We have figured out in the workshop that we have more good ideas than we have time for. To combat this good idea overload we have a whiteboard in our workshop that has a list of these ideas. Every time a good idea pops up we don’t just talk about it. We write it on the board and review those ideas every week. If it still seems like an idea worth pursuing we leave it on the board. If it doesn’t we erase it.
What’s in the plans for the upcoming year, and the next 5 years?
The big plan for Ashland this year is to introduce the world to more Horween Leather. Currently, we sell a very large amount of extremely high-priced shell cordovan leather items. The shell cordovan costs about $100 per square foot and, because of that high price, the wallets are $200-300. There is an incredible amount of other amazing leather from Horween that is one-tenth of the price at about $10 per square foot. My plan is to offer more leather goods out of these equally nice leathers and colors at a lower price point of around $75.
The goal has been to evangelize the world with high-quality leather and share my passion for this material to as many people as possible. A lower price point should help with that goal.

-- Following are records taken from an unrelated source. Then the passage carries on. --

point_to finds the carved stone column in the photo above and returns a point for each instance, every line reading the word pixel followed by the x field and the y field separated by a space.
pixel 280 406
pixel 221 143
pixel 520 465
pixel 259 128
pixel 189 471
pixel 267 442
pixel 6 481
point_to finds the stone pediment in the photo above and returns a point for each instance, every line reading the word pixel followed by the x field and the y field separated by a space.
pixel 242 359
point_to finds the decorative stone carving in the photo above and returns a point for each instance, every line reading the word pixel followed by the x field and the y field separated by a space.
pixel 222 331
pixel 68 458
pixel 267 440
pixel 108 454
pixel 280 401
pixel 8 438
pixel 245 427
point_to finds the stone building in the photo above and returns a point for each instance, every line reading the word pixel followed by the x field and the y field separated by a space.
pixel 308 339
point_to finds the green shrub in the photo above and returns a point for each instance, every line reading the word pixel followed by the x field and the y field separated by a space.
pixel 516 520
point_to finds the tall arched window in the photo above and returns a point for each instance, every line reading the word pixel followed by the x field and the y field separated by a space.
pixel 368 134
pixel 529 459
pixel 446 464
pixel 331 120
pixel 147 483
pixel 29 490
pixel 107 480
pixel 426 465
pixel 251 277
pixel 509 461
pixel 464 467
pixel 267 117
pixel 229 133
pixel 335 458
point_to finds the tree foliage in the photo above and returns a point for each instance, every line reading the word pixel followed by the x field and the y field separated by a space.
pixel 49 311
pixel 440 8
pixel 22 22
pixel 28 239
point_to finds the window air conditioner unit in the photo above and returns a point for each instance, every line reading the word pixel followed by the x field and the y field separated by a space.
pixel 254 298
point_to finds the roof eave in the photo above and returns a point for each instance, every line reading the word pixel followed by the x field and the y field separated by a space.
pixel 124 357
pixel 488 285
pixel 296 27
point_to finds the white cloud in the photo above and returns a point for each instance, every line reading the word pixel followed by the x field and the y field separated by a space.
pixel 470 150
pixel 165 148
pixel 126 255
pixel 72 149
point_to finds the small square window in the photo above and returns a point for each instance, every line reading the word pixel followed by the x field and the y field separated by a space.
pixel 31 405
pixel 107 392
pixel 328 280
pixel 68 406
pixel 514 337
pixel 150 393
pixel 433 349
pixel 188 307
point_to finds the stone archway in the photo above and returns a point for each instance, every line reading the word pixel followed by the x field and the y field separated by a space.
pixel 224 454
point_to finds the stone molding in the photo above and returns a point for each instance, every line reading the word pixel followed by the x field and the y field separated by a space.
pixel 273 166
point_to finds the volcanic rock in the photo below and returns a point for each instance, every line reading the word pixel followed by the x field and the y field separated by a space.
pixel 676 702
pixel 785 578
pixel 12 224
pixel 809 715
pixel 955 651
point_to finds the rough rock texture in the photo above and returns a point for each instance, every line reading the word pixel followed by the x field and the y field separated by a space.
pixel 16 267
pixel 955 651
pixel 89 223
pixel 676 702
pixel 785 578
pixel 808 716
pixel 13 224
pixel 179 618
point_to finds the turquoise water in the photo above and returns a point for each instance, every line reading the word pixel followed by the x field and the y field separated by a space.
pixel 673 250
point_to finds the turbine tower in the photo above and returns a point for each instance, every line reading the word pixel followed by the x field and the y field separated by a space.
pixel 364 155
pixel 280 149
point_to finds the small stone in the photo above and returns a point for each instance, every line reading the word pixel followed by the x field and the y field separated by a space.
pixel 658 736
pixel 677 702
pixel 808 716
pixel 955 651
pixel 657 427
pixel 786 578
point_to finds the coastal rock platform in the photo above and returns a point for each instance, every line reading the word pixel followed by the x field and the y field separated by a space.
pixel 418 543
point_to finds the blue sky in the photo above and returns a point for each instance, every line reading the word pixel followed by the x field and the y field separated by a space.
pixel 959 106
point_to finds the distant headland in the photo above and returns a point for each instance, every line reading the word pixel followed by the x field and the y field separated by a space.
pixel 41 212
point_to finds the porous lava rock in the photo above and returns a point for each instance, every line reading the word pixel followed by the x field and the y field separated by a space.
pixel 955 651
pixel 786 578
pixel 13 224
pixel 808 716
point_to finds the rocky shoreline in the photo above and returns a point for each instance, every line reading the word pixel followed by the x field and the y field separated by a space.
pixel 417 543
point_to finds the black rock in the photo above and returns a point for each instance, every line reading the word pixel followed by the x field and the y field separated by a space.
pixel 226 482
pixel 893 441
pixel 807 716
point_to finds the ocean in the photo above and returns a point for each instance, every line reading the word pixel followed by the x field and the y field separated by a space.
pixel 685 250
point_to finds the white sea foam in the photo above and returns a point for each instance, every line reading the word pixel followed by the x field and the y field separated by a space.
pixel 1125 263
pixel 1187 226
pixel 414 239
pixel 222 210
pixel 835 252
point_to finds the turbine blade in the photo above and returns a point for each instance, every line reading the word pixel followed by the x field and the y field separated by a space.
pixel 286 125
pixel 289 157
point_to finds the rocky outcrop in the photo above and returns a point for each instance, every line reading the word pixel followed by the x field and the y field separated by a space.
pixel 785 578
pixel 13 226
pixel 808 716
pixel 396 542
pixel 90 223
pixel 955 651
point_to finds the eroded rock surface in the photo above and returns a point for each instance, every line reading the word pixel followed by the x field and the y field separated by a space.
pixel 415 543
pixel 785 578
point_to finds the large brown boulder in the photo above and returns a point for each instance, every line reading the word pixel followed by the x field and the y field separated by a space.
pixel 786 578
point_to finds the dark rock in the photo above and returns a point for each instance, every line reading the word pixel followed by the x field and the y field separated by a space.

As for a five year goal: We currently are having a hard time keeping up with our current demand for wallets. We will need to expand to be able to fulfill the demand for wallets. After that, I feel that we still haven’t fully realized our potential to watch straps and Apple Watch bands. We will grow our watch band and watch strap audience by getting more competitive on price. We have just re-tooled a very nice design for casual leather belts that I find very compelling. I think there is a large opportunity for us with belts, especially with shell cordovan belts. I have yet to design a shell cordovan belt that I am fully happy with but this will be a big, big one once we figure it out.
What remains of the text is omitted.